01
Who Kala is, fairly
Kala Red Light is one of Canada's most established red-light-therapy brands, with a large Canadian audience, a broad catalog spanning more than a dozen SKUs across several categories, and a content moat built on Team Canada, NHL, and Olympic athlete endorsements. They market themselves as "Canada's #1," and by audience size and SKU breadth that's a reasonable claim. If you want a brand with a long endorsement roster and a wide product range, Kala is a legitimate choice. This page isn't here to argue otherwise.
02
Where Hale deliberately competes differently
Hale isn't built to win on endorsement scale — we don't pursue athlete rosters, and we don't try to out-volume Kala's catalog. We compete on three things: research depth (PubMed-cited content, original spec teardowns, and explanation rather than slogans), design quality (editorial aesthetic, materials, and a product that earns its place in a considered room), and spec transparency (we publish exact wavelengths, stated-distance irradiance, and we explain what our certifications do and don't mean rather than leaning on shorthand). If those are the axes you care about, Hale is the stronger fit. If endorsement breadth is your primary filter, Kala wins.
03
The spec comparison, honestly
On the specifications that determine what a panel actually does, the gap narrows. Both brands offer multi-wavelength panels covering the commonly studied red and near-infrared bands, both offer a range of sizes, and both carry Health Canada Class II licensing on specific devices. Where they diverge: Hale publishes irradiance at a stated treatment distance rather than at the glass surface, attributes regulatory certifications precisely to the device and manufacturer, and leads with editorial content over promotional copy. We encourage you to pull the spec sheets on both sides and compare them directly — our buyer's guide gives you the checklist to do exactly that.
04
On "FDA-approved" claims and how to read them
Neither Hale nor Kala panels are "FDA-approved" — and any red-light brand using that phrase is misstating how these devices are regulated. The Hale RLPRO line is manufactured by Shenzhen Idea Light, a facility that is FDA-registered; the panels themselves are FDA-listed under product code ILY, Class II, 21 CFR 890.5500, and 510(k)-exempt — which means they are not FDA-cleared and not FDA-approved. Health Canada Class II licensing (MDL #111226) applies to specific Hale RLPRO models, not to the brand as a whole.
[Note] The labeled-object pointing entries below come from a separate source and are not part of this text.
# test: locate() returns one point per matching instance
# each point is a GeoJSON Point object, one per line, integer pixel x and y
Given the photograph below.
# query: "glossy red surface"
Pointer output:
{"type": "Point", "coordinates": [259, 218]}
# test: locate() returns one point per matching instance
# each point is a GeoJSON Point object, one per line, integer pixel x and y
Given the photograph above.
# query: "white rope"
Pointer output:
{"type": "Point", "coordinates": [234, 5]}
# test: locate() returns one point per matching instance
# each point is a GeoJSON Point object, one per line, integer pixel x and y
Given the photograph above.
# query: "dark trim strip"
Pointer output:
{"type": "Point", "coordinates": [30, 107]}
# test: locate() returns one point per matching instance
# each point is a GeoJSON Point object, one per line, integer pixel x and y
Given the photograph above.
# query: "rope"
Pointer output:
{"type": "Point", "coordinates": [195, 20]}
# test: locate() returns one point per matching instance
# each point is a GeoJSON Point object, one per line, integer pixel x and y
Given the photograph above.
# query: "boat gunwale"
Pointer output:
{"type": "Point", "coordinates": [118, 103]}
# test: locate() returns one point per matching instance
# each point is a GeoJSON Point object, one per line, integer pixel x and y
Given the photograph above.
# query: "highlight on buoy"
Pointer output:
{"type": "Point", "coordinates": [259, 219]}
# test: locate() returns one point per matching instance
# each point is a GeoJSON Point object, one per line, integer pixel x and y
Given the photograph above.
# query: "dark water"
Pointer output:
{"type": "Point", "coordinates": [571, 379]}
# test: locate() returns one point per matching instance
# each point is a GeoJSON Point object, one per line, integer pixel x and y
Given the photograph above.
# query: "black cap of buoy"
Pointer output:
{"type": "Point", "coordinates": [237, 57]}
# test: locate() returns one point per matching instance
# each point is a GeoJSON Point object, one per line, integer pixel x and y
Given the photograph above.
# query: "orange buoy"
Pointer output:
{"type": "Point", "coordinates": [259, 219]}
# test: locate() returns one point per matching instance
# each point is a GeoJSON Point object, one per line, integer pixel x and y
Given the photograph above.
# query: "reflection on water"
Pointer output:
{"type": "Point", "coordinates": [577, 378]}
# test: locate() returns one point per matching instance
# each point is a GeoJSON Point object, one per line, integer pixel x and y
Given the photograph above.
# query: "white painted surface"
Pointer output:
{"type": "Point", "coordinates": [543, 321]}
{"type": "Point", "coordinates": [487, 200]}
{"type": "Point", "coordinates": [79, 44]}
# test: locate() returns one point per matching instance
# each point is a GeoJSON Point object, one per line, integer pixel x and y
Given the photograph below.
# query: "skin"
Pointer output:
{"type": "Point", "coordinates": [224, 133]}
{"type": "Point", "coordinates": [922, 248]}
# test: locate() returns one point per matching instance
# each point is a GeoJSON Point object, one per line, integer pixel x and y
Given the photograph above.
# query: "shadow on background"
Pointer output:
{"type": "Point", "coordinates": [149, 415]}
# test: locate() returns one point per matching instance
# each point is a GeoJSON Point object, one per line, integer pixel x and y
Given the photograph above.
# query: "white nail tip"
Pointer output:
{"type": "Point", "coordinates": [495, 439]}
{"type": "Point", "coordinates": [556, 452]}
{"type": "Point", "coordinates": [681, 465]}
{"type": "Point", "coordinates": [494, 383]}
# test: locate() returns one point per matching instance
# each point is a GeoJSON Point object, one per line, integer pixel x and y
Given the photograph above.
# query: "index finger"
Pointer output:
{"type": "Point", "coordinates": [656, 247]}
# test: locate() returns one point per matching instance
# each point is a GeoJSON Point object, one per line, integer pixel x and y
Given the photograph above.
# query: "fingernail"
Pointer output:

These distinctions sound bureaucratic, but they're the difference between an honest spec sheet and a misleading one.
05
Which one should you buy?
If your priority is the widest endorsement roster and the largest SKU catalog, Kala is a sensible choice and we won't pretend otherwise. If your priority is research-led content, a designed object, and a seller who'll explain exactly what each certification means — Hale is the better fit. Either way, run the panel you're considering through the seven-spec checklist. The right answer is the one that survives the framework.